Nasuni, a hybrid cloud storage solution, has announced the general availability of a cloud-native, distributed solution called Nasuni Edge for Amazon S3, that allows enterprises to accelerate data access and delivery times while ensuring low-latency access that is crucial for edge workloads, including cloud-based artificial intelligence and machine learning (AI/ML) applications, all through a single, unified platform.
Amazon S3 is an object storage service from Amazon Web Services (AWS) that offers industry-leading scalability, data availability, security, and performance. Nasuni Edge for Amazon S3 supports petabyte-sized workloads and allows customers to run S3-compatible storage that supports select S3 APIs on AWS Outposts, AWS Local Zones, and customers’ on-premises environments.
The Nasuni cloud-native architecture is designed to improve performance and accelerate business processes. Immediate file access is essential across various industries, including manufacturing, real estate, engineering, construction, and healthcare, where remote facilities with limited bandwidth generate large volumes of data that must be quickly processed and ingested into Amazon S3.
Nasuni Edge for Amazon S3 enhances data access in the following ways:
- Local performance at the edge: Customers can now deploy Nasuni Edge for Amazon S3 wherever high performance with low latency is required, in AWS Local Zones, on AWS Outposts, or in customers’ self-managed on-premises environments.

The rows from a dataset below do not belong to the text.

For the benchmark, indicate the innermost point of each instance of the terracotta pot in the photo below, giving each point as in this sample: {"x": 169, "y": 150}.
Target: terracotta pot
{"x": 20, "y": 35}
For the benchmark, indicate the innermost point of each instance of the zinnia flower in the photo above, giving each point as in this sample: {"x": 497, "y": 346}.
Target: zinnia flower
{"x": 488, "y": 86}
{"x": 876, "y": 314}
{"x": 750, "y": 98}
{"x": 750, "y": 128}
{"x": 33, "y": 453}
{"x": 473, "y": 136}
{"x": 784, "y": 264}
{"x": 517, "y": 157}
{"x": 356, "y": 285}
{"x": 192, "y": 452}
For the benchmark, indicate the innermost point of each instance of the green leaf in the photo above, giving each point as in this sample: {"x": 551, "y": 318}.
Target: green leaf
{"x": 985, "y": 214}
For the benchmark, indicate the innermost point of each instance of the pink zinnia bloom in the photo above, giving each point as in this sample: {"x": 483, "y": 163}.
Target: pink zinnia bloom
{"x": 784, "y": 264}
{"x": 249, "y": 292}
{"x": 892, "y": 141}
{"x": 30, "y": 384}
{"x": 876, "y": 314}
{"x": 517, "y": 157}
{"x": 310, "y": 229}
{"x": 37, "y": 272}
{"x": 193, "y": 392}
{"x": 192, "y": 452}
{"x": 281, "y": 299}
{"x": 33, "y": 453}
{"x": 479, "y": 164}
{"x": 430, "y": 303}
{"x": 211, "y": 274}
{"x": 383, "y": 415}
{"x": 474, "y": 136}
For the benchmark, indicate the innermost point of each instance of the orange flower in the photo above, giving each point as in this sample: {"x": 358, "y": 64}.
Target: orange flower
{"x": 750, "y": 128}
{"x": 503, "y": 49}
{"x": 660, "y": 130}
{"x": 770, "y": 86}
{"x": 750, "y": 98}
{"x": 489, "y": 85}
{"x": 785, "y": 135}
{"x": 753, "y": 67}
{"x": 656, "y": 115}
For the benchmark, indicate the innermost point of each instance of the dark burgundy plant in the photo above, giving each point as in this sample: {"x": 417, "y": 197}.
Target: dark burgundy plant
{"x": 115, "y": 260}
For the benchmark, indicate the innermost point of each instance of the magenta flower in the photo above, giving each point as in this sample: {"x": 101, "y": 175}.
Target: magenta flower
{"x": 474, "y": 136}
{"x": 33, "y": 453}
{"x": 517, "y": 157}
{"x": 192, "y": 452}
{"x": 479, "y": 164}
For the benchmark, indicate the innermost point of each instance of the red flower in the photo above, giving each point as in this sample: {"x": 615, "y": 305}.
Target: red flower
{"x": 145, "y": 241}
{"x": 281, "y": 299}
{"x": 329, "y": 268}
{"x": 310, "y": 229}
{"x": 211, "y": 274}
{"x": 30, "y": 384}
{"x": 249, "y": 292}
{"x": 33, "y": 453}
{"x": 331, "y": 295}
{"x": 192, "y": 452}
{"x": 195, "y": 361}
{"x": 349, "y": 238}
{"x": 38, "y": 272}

Local caching via Nasuni provides LAN-like performance to meet application owner and user expectations.
- Multi-protocol read/write scenarios: Access to data often requires other protocols beyond Amazon S3, usually Server Message Block (SMB) or Network File System (NFS). Nasuni provides multi-protocol flexibility that facilitates a wide range of application access.
- Support for more file metadata: Nasuni extends file management scenarios where classification and compliance are important by supporting an extended number of tags, the number of characters in tags, and the size of file metadata.